On days 11 and 13, we asked you to share unpoetic and poetic words that describe your job. You came up with almost twice as many unpoetic words as poetic words! What does this mean? We have come up with a theory and idea. See below.
Unpoetic Words (rational words, "Kopfwörter")
Poetic Words (emotional words, Gemütswörter)
Here's our theory
We have analysed your compilations of words. We can conclude that “business” has a clearly rational, target-oriented, effective connotation, which is - let's face it - the opposite of “poetic”. We all seem to associate "business" with effective task achievement and measurement, rather than joy and fantasy. “Work”, however, can be both, exhausting but also motivating. For many of us, work definitely has a "poetic" - creative - side.
The role language plays
If language can instruct our imagination, as linguist and researcher Daniel Dor suggests, couldn't we simply re-programme our connotations and thus our attitude?
The German language offers us some possibilities here: "work" can be motivating and have a positive impact on our “Gemüt”. The word “Gemüt” comes from “Mut”, which originally meant something like “Lebenskraft”. Associating business and work with "power, courage, action, and fun" would be a nice thing to do, no?!

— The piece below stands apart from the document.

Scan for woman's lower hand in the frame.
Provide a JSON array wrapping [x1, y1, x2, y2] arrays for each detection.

We fed all your words into our poetry machine and connected rational words (unpoetic words or Kopfwörter) with emotional words (poetic words or Gemütswörter). The output were some unusual word combinations and collocations, such as "das vertrauensvolle Ressourcenmanagement", “die begeisternde Sitzung”, "die sinnstiftende Bestellung", "die solidarische Einzugsfehlerliste", "die Blütenpracht des Business".
When you read these combinations out loud, how does it sound to you? What feelings and spontaneous associations come to your mind? It may be worthwhile taking a closer look and see what we could do with it, dig deeper and analyse what's behind connotations, play with them and finally define measures and steps that will help us re-programme our attitude.